PENGARUSUTAMAAN GENDER DAN INKLUSI DISABILITAS DALAM MANAJEMEN RISIKO BENCANA BERSPEKTIF PERUBAHAN IKLIM (CSDRM)

PENGARUSUTAMAAN GENDER DAN INKLUSI DISABILITAS DALAM MANAJEMEN RISIKO BENCANA BERSPEKTIF PERUBAHAN IKLIM (CSDRM)

Selong (05/02), Lokalatih pengarusutamaan gender dan inklusi disabilitas dalam manajemen risiko bencana berspektif  perubahan iklim (CSDRM) yang terlaksana di Selong, Lombok Timur.
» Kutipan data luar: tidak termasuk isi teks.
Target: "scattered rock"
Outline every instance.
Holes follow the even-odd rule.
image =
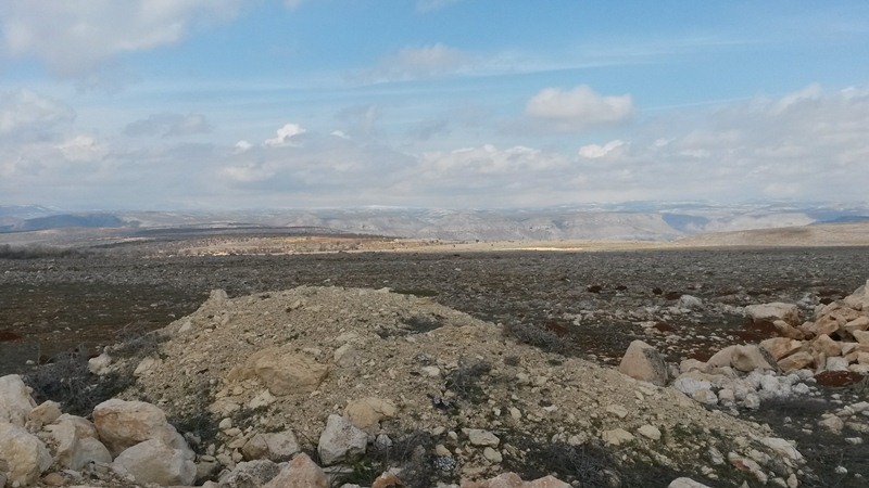
[[[297,454],[292,461],[280,471],[263,488],[328,488],[329,479],[326,473],[305,453]]]
[[[244,364],[232,369],[229,382],[260,378],[273,395],[308,394],[319,386],[329,369],[292,348],[269,347],[253,354]]]
[[[350,422],[363,431],[377,427],[381,420],[391,419],[396,412],[395,403],[375,397],[352,401],[344,409],[344,415]]]
[[[799,324],[799,308],[794,304],[783,304],[776,301],[771,304],[750,305],[745,307],[745,313],[755,322],[783,320],[791,325]]]
[[[664,357],[654,347],[642,341],[633,341],[621,358],[618,371],[635,380],[664,386],[668,372]]]
[[[173,449],[162,439],[153,438],[124,450],[114,461],[133,475],[137,483],[161,486],[190,486],[197,476],[192,457]]]
[[[319,436],[317,452],[323,464],[330,466],[364,454],[367,439],[365,431],[354,426],[349,419],[331,414]]]
[[[160,439],[175,448],[187,448],[187,444],[166,422],[166,414],[144,401],[111,399],[93,408],[93,424],[112,455],[150,439]]]
[[[36,403],[21,376],[9,374],[0,377],[0,422],[23,427],[34,407]]]
[[[697,483],[691,478],[676,478],[667,485],[667,488],[709,488],[708,486]]]
[[[0,422],[0,459],[8,464],[8,483],[33,485],[51,466],[51,453],[39,438],[24,427]]]

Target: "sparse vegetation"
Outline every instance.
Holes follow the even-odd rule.
[[[462,400],[481,403],[486,400],[486,394],[480,383],[490,371],[492,364],[486,361],[463,361],[446,375],[446,388]]]
[[[524,434],[505,438],[520,455],[505,458],[504,466],[522,479],[553,475],[583,488],[664,488],[685,475],[658,464],[625,464],[614,450],[594,442],[575,446],[541,441]]]
[[[381,473],[401,470],[399,477],[406,488],[429,488],[437,480],[455,480],[455,474],[439,468],[434,437],[424,431],[389,435],[391,442],[374,442],[364,458],[353,464],[353,472],[339,477],[332,487],[344,484],[371,486]],[[442,466],[443,467],[443,466]]]
[[[530,323],[508,322],[504,325],[504,335],[546,352],[565,354],[570,349],[569,341]]]
[[[90,256],[92,253],[68,247],[53,247],[43,244],[12,246],[0,244],[0,259],[51,259]]]
[[[90,416],[93,407],[133,384],[130,374],[98,376],[88,371],[87,356],[62,354],[24,376],[37,402],[53,400],[73,415]]]

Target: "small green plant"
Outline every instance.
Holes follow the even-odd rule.
[[[65,352],[24,376],[38,402],[53,400],[65,413],[90,416],[93,407],[115,397],[133,384],[133,375],[119,372],[98,376],[88,370],[87,356]]]
[[[446,388],[463,400],[478,404],[486,401],[486,394],[480,382],[492,371],[492,364],[487,361],[462,361],[458,368],[446,375]]]
[[[375,442],[368,447],[365,457],[356,461],[352,472],[340,476],[332,484],[371,486],[380,474],[400,470],[399,478],[406,488],[429,488],[438,480],[452,480],[454,474],[439,470],[434,455],[434,437],[424,431],[413,431],[389,436],[390,442]],[[443,463],[440,463],[443,464]]]
[[[509,322],[504,325],[504,335],[515,341],[534,346],[547,352],[566,354],[570,349],[570,343],[558,337],[552,331],[539,328],[525,322]]]

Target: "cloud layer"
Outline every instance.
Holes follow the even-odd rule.
[[[629,94],[601,95],[580,85],[570,90],[545,88],[528,100],[525,112],[545,127],[571,132],[628,121],[634,107]]]
[[[0,193],[58,204],[98,191],[109,207],[866,198],[854,182],[869,162],[867,89],[813,86],[698,111],[688,123],[673,117],[638,121],[626,139],[569,152],[495,143],[413,152],[298,123],[260,143],[201,144],[187,140],[196,130],[162,137],[186,127],[190,116],[177,114],[128,126],[125,132],[161,136],[137,144],[83,133],[71,108],[12,92],[0,99]],[[151,189],[152,201],[131,200],[138,188]]]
Konsepsi NTB bersama mitra SAPDA Yogyakarta, melakukan kegiatan lokalatih tersebut dengan sasaran 30 orang yang berasal dari Tim Siaga Bencana Desa yang terdapat di Desa Sembalun Sumbung dan Sembalun Lawang. 

Kegiatan lokalatih ini dilakukan dalam rangka peningkatan kapasitas pengetahuan sasaran terkait dengan pengarusutamaan gender dan inklusi disabilitas dalam rangka manajemen risiko bencana yang berspektif perubahan iklim (CSDRM). Melalui kegiatan ini peserta mampu memiliki kepekaan terhadap hak-hak perempuan dan disabilitas bisa terpenuhi ketika terjadinya sebuah ancaman bencana. TSBD berperan dalam melibatkan perempuan dan para disabilitas untuk bisa berpartisipasi dalam menyusun dan hal-hal yang menyangkut pemenuhan kebutuhan perempuan dan disabilitas sesuai dengan kemampuannya menyangkut kebencanaan dan perubahan iklim. 

Proses lokalatih yang melibatkan TSBD ini merupakan upaya untuk meningkatkan kesadaran komunitas dalam rangka memberikan ruang partisipasi perempuan dan disabilitas dalam menyusun rencana kebutuhan sampai proses implementasi kegiatan yang disesuaikan dengan kemampuannya dalam rangka menghadapi tantangan perubahan iklim. Kegiatan ini berjalan dengan sangat interaktif karena melalui proses diskusi dan juga didukung dengan sesi permainan dalam rangka melihat sejauh mana pemahaman peserta terkait isu gender dan disabilitas.